ZONA LEHMAN - Wall Street record su record, dopo il Dow Jones ora anche lo S&P500



E pensare che c'era chi diffidava della mia "Zona Lehman" (una delle mie invenzioni pseudo tecniche), e passi, giusto diffidare, ma ora le cose sono palesi e per alcuni (i pessimisti e catastrofisti) adirittura diventano imbarazzanti.
Per esempio Nouriel Roubini che nel 2009, quando qui si annunciava il Super Rimbalzone e appunto il cammino verso la "Zona Lehman", Dr Doom annunciava per Wall Street nuovi minimi con un annuncio che faceva più o meno così: "Wall Street scenderà per fine 2009 di un ulteriore 30%".

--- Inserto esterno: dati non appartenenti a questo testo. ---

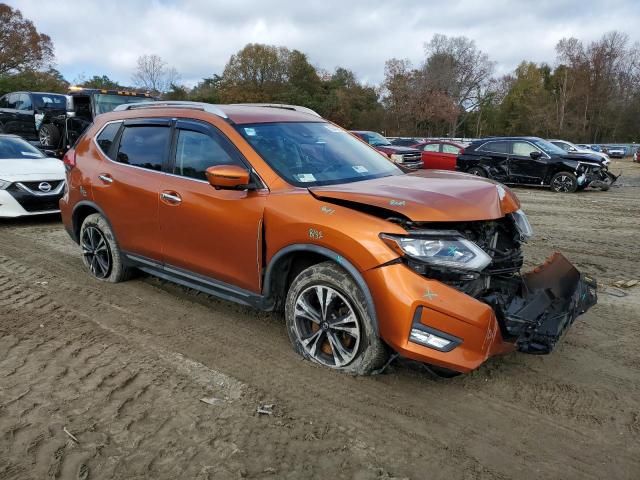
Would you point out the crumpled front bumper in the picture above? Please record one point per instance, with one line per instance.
(551, 297)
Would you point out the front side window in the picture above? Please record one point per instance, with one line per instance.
(197, 151)
(431, 147)
(450, 149)
(495, 147)
(107, 136)
(24, 102)
(523, 149)
(144, 146)
(307, 154)
(45, 101)
(16, 148)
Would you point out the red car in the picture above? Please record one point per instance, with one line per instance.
(439, 155)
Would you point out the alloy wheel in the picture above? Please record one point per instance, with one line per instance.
(96, 252)
(562, 183)
(327, 326)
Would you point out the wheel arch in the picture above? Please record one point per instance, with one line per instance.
(291, 260)
(81, 211)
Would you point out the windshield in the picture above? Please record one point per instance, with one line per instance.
(374, 139)
(46, 100)
(548, 147)
(107, 102)
(16, 148)
(316, 153)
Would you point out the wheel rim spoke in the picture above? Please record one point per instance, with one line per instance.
(327, 326)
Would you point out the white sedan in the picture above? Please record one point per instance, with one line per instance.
(573, 148)
(30, 182)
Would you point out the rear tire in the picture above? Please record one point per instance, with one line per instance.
(478, 172)
(49, 135)
(328, 322)
(564, 182)
(100, 252)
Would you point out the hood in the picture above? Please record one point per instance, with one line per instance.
(427, 196)
(31, 169)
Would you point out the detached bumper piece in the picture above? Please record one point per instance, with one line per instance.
(550, 298)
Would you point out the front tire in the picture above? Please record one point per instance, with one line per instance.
(564, 182)
(100, 252)
(49, 135)
(328, 322)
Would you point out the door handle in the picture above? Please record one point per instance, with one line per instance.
(106, 178)
(172, 198)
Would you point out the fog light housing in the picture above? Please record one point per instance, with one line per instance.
(431, 337)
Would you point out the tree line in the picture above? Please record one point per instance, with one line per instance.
(588, 93)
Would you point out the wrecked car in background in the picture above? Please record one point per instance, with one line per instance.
(533, 161)
(277, 208)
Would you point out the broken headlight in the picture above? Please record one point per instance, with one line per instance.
(522, 225)
(444, 249)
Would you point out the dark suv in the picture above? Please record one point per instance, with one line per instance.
(534, 161)
(406, 156)
(30, 114)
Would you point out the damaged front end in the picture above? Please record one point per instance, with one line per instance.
(533, 309)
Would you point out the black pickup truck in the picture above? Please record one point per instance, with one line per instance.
(55, 121)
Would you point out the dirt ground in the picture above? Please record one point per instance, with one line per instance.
(123, 367)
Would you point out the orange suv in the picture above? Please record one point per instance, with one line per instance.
(274, 207)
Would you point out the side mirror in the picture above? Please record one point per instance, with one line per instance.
(228, 177)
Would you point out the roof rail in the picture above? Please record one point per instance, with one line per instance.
(206, 107)
(297, 108)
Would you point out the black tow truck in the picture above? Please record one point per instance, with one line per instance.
(59, 131)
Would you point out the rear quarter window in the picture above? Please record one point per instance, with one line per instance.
(106, 137)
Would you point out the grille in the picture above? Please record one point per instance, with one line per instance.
(36, 203)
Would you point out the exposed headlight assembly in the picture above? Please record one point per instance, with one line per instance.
(522, 225)
(440, 248)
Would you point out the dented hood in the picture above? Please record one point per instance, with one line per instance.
(427, 196)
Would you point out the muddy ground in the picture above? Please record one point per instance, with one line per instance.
(123, 368)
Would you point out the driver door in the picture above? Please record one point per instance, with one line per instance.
(214, 233)
(525, 169)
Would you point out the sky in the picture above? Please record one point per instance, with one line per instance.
(197, 37)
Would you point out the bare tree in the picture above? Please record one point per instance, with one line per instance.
(21, 46)
(153, 74)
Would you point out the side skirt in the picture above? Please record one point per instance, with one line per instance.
(198, 282)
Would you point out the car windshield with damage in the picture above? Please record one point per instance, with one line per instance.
(15, 148)
(309, 154)
(106, 102)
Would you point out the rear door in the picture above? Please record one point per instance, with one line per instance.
(523, 168)
(215, 233)
(493, 156)
(128, 181)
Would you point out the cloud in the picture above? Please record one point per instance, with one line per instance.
(198, 36)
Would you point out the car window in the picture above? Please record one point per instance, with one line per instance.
(24, 102)
(107, 136)
(12, 100)
(450, 149)
(431, 147)
(144, 146)
(495, 147)
(197, 151)
(523, 149)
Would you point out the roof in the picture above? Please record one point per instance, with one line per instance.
(236, 113)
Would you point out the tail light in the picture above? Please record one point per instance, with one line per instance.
(70, 159)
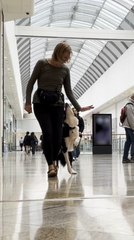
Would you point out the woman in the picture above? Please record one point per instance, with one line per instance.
(51, 74)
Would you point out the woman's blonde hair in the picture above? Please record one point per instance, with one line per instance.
(60, 49)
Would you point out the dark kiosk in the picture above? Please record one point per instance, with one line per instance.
(102, 133)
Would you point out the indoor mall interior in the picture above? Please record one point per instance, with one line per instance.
(91, 196)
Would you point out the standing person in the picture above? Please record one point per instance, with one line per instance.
(21, 143)
(81, 126)
(48, 101)
(128, 124)
(34, 142)
(27, 143)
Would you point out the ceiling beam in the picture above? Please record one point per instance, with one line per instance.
(73, 33)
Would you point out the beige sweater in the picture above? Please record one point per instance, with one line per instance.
(50, 78)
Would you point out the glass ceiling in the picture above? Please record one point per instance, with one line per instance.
(91, 58)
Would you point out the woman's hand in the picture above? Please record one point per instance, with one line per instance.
(83, 109)
(28, 108)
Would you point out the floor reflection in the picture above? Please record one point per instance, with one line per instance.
(97, 203)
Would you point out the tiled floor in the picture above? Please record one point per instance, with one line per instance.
(95, 204)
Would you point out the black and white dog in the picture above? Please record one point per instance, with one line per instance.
(70, 139)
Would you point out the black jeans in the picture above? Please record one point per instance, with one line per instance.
(129, 143)
(50, 119)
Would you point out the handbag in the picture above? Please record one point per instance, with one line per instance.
(50, 97)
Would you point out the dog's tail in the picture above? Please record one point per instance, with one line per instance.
(61, 158)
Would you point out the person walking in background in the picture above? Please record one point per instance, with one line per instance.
(128, 125)
(41, 142)
(34, 142)
(81, 126)
(27, 143)
(48, 101)
(21, 143)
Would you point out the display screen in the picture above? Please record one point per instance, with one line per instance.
(102, 129)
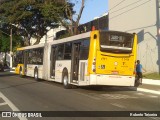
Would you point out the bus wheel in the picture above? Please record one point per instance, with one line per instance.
(36, 74)
(65, 81)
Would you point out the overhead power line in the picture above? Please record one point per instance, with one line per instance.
(116, 5)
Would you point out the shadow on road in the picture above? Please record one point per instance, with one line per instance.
(6, 74)
(109, 88)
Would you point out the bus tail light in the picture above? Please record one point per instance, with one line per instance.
(94, 65)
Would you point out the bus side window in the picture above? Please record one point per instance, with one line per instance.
(67, 51)
(84, 50)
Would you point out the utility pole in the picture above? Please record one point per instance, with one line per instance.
(11, 53)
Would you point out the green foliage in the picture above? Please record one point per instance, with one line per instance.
(5, 42)
(33, 17)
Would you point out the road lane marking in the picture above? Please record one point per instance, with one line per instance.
(1, 104)
(118, 105)
(148, 91)
(11, 105)
(155, 118)
(117, 96)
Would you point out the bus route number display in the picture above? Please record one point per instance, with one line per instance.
(116, 38)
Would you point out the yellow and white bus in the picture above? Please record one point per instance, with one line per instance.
(94, 58)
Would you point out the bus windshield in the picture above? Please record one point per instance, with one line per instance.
(116, 42)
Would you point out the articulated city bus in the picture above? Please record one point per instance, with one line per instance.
(93, 58)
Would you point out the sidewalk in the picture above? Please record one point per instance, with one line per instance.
(150, 86)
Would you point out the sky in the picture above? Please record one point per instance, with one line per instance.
(92, 9)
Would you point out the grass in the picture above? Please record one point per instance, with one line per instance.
(154, 76)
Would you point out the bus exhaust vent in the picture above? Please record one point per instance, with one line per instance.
(82, 71)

E Marc Faber, di mestiere contrarian, e da Novembre dell'anno scorso che annuncia una forte correzione, il lato positivo del contraria è che prima o poi, la tua previsione si avverà sempre. Vero, ma a quale costo?
La morale di queste esperienze è la conferma di quanto più volte vi ho scritto: "difficilmente chi prevede l'inizio di una crisi, l'entrata nel tunnel, riesce anche a prevederne l'uscita..."

Ps. è una canzone che ho già messo pochi giorni fa, la ripeto perchè potrebbe invadere la vostra prossima Estate. Peccato che sia stata lanciata così presto, forse si brucia, forse...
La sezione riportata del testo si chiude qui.